Total rainfall in 2010 was 45.98 inches and last year, it was 46.89 inches.
Rainfall data recorded by the city of Carrollton, show two extremely dry months this year, when monthly rainfall levels dipped below an inch. In April, only 0.68 inches of rain fell, and only 0.67 inches in June. But rainfall in other months has been well above average.
In March, 5.56 inches of rain fell and May, July and August all had levels above 3.5 inches. During this month, 3.8 inches have already fallen, with seven more days remaining in the month.
Grizzard said all three city reservoirs are down some, but not to a level to raise concern.
“We could make it through the better part of a year, with no rain at all, with our current level of usage,” he said. “We have nearly two billion gallons of storage capacity.”
Matt Windom, executive director of the Carroll County Water Authority, reported similar conditions at the county’s Snake Creek reservoir.
“It’s certainly been drier than usual this year,” Windom said. “We’ve recorded a total of about 35 inches of rain at the reservoir site and we usually average about 49 inches each year. It will take us about 14 more inches to catch up.”
He said the reservoir level has fallen about six feet below normal pool, and although it’s a little lower than last year, it’s still in a normal range for this time of year.
“We bottomed out last year at about four feet below normal pool,” he said. “Then with rains in the winter and early spring, the reservoir was up to two feet above normal by March.”
Windom said he expects a similar increase in rain going into the winter season, with usual averages of about 10 inches in November and December.
“Even at current levels, we still have more than a year’s worth of water stored,” he said. “We expect it to fill up over the next four or five months.”
Carroll County Extension Coordinator Paula Burke said rainfall conditions have improved for farmers since this summer.
“Mostly what local farmers have seen is a lower hay crop yield,” Burke said. “Some may have had a couple of cuttings, but without enough rainfall in between. Their total amount of hay is down.”
She said none of Carroll County’s farmers have gone to irrigation yet, as is being seen in eastern Alabama, but at least one farmer she has talked with is considering it.
“Grasses are just not growing,” Burke said. “That leads to issues with livestock, but it’s better than it was this summer.”
Carroll County is currently listed in the “severe” drought range, with two levels, “extreme” and “exceptional,” being higher. The drought did reach the extreme level in Carroll County this summer.
The U.S. Department of Agriculture designated Carroll County as a natural disaster area in August, making local farmers and ranchers eligible for low interest emergency loans.

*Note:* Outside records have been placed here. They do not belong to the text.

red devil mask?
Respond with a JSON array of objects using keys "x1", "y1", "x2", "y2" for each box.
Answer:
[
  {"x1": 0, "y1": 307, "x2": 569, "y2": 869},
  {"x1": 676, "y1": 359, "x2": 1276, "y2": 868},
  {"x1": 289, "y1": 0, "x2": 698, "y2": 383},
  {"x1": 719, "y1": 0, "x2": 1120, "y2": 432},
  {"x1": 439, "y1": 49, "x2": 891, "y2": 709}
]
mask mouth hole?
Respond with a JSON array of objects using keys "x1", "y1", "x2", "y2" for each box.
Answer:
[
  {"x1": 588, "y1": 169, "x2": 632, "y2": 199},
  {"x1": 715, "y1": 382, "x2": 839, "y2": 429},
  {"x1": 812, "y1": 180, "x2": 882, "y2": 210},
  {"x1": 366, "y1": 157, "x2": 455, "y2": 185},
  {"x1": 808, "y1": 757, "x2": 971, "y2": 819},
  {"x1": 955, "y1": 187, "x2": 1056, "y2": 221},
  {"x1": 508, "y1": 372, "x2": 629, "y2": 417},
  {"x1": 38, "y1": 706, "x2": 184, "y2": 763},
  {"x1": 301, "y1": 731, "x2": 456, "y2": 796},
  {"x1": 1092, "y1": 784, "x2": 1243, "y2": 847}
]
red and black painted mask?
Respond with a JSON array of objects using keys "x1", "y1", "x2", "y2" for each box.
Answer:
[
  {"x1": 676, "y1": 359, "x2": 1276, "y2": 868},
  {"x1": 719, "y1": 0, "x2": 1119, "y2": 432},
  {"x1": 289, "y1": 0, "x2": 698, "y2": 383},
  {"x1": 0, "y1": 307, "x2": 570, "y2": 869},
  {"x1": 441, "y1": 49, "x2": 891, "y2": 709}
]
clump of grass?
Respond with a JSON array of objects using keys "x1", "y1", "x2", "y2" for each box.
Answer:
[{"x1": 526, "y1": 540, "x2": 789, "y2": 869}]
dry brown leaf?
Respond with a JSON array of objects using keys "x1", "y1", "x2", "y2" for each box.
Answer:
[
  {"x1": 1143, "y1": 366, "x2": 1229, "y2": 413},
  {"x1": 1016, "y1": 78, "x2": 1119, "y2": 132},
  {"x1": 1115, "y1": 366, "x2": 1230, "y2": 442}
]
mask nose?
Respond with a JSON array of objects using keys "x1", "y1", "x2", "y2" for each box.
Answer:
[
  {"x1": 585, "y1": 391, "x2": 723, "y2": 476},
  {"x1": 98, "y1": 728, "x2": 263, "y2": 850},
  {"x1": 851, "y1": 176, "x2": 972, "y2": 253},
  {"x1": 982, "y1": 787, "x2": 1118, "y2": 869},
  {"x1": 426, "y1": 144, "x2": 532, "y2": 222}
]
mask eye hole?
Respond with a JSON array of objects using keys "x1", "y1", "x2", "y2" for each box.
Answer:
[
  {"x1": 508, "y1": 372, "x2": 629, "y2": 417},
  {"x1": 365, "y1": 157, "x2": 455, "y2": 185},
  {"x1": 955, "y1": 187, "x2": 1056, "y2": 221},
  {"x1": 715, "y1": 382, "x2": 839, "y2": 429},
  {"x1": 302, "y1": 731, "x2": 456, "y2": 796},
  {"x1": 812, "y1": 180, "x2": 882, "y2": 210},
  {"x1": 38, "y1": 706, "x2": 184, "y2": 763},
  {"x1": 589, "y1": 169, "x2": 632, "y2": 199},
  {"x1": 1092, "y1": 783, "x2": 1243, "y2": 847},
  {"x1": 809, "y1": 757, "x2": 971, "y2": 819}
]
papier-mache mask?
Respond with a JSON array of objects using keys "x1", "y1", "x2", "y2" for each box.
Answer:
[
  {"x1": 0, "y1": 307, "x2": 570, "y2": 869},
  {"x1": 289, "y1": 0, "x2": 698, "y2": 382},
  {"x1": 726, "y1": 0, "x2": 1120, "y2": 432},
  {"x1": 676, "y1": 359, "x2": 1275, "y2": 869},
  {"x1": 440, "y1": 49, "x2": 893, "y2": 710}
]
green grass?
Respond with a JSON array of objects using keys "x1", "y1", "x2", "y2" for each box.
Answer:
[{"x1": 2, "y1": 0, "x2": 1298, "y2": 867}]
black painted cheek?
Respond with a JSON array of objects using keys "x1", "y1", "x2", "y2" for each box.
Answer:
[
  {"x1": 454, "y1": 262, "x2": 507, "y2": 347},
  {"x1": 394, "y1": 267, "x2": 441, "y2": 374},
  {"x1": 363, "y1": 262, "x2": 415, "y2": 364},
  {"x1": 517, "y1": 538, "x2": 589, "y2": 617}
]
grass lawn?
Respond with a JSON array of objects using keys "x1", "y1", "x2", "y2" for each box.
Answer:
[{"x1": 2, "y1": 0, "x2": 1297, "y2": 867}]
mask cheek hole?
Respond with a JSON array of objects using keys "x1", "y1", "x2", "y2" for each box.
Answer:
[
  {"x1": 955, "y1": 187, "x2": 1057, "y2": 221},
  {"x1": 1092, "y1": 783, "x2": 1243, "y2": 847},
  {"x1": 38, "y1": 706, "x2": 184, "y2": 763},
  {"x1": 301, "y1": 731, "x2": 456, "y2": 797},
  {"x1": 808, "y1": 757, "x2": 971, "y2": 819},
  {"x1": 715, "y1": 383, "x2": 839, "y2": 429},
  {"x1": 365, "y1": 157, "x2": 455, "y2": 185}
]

Chuck Joiner, president of the Carroll County Cattlemen’s Association, said in July that ranchers had gotten one cutting of hay, but summer heat and drought has slowed down growth. Ranchers also suffered from higher feed prices due to smaller corn crops in the Midwest.
Carroll County ranks second in the state in cattle production, with between 23,000 and 25,000 head of cattle on 641 farms, according to the 2007 Agriculture Census.